Catholic principal says Quebec rule prohibits teaching faith November 4, 2013

Quebec City, Canada, Nov 4, 2013 / 12:20 pm (CNA/EWTN News).- The province of Quebec is moving towards a “closed secularism” that will harm the ability to teach Catholicism in high schools, says a principal leading a legal challenge against regulations of religion classes.

Paul Donovan, principal of Montreal’s Loyola High School, said he has no problem promoting pluralism in a province-mandated religion and ethics class, but he objects to provincial rules that bar explanations for religious belief.

“We just want to teach it from a Catholic point of view,” he told Canada’s National Post. “Quebec wants us to keep any explanation out of why people believe what they believe. You are supposed to say this is what they believe and that’s it.”

“The government requires that when you’re dealing with other religions that the teacher in the classroom completely disassociates himself from any religious perspective or religious value.

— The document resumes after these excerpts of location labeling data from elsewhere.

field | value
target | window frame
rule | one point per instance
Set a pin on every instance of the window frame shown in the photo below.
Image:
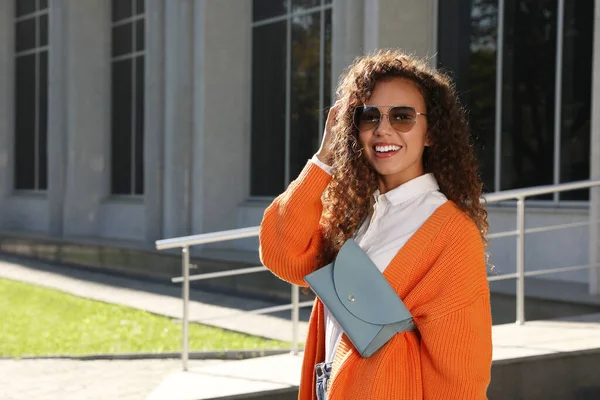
(287, 16)
(40, 10)
(135, 56)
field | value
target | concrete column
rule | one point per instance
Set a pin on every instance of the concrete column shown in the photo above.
(178, 120)
(410, 25)
(57, 115)
(347, 33)
(7, 62)
(154, 120)
(595, 159)
(87, 62)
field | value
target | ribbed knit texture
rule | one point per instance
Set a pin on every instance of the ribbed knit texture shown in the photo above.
(440, 275)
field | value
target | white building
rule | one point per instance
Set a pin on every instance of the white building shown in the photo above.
(126, 121)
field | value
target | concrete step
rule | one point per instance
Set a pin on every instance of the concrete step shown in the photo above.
(547, 360)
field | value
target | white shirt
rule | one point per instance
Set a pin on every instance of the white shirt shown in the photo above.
(396, 216)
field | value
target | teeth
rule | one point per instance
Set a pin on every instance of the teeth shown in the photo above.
(384, 149)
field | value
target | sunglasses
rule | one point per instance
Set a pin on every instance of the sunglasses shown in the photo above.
(401, 118)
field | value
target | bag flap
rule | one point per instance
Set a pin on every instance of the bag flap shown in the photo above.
(363, 290)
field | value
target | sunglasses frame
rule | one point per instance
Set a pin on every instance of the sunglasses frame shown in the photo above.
(381, 114)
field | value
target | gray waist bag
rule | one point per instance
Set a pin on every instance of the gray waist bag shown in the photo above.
(360, 299)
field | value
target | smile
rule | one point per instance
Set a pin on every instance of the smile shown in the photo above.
(386, 150)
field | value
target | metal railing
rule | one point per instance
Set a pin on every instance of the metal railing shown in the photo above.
(185, 242)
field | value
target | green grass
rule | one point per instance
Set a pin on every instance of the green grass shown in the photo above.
(36, 321)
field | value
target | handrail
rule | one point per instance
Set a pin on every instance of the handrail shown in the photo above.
(233, 234)
(203, 238)
(185, 242)
(539, 190)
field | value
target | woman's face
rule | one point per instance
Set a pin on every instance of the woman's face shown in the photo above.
(396, 156)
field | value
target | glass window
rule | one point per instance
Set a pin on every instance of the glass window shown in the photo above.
(24, 7)
(578, 50)
(127, 116)
(528, 94)
(264, 9)
(31, 95)
(292, 52)
(268, 109)
(468, 45)
(122, 9)
(468, 48)
(304, 118)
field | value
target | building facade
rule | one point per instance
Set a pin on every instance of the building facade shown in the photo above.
(128, 121)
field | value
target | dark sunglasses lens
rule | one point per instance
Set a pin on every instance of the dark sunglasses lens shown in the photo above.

So we can never say, 'As Catholics, we see this…'”

The Quebec government wants the course to be taught without regard to any religion, even in Catholic schools, a requirement Loyola High School is challenging in court.

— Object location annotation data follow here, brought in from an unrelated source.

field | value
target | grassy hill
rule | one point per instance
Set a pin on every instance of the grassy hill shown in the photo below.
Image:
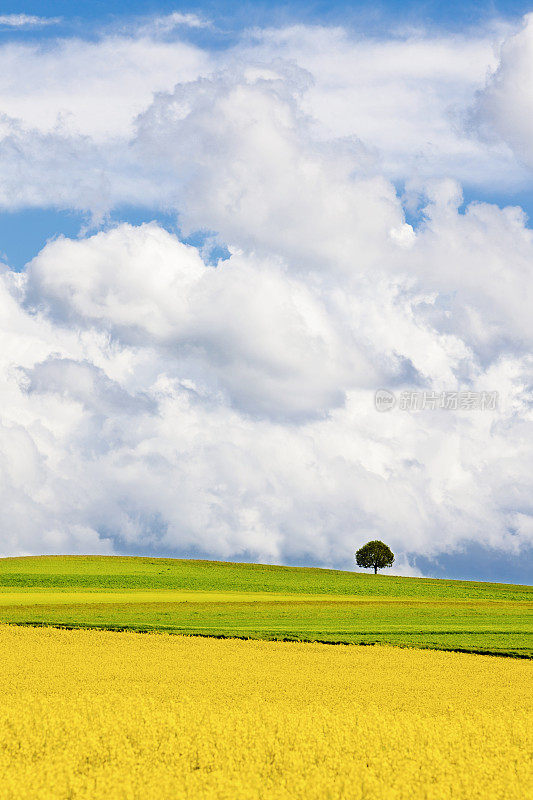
(269, 602)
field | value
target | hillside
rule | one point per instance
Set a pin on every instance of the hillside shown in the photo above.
(269, 602)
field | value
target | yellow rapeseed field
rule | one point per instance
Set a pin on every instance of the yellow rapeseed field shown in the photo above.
(103, 715)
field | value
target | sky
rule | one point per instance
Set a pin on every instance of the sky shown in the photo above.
(266, 281)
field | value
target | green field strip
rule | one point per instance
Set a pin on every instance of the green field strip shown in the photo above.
(266, 602)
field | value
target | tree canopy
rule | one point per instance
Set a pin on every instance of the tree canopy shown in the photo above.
(374, 554)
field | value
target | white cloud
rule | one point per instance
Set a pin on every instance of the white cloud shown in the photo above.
(27, 21)
(505, 107)
(150, 401)
(169, 22)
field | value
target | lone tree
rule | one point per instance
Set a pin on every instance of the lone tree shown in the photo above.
(374, 554)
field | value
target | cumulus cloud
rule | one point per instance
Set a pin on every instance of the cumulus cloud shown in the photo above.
(27, 21)
(153, 403)
(505, 107)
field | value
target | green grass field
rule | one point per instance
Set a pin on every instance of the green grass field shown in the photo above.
(268, 602)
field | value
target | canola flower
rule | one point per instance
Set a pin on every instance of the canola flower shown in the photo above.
(97, 715)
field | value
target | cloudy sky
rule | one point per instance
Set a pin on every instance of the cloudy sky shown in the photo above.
(223, 228)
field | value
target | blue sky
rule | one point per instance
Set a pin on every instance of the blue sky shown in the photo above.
(224, 226)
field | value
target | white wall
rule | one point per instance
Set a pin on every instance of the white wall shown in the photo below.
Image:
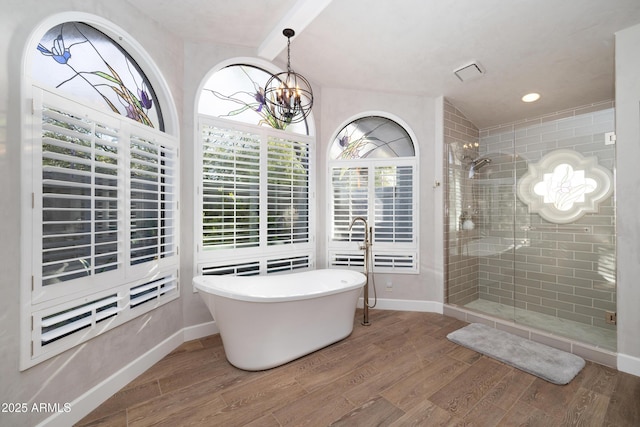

A Quebec Superior Court sided with the school in 2010, while in 2012 an appeals court sided with the Quebecois government. The case goes to Canada’s Supreme Court next year.

Donovan said that under the present regulations, if a student asks questions about a Catholic perspective during the religion and ethics class, a Catholic school teacher is not allowed to answer.

“The government wants statements about religious belief to be absolute. They’re not to be argued. They cannot be seen as rational,” he said.

“In Catholicism … reason is the first step to faith. So we are not allowed to be who we are.”

He questioned whether a school course taught in this way could improve religious literacy, because “nothing is really being explained.”

The high school principal noted that the course has to be taught regardless of whether or not an institution receives state funds.

Donovan said the case could reflect future action under Quebec’s proposed Charter of Values, which would ban the wearing of religious symbols in public buildings and add other requirements to provincial law.

He said he favors an “open secularism,” in which the government has no preference for any religious or non-religious view. In this society, “all ideas and beliefs can develop and grow.”

However, in his view Quebec is moving toward a “closed” secularism in which government actively tries to secularize society and religion moves “out of the public square altogether.”

Donovan told the National Post that this attitude promotes the view that those with a religious outlook “can’t serve the common good.”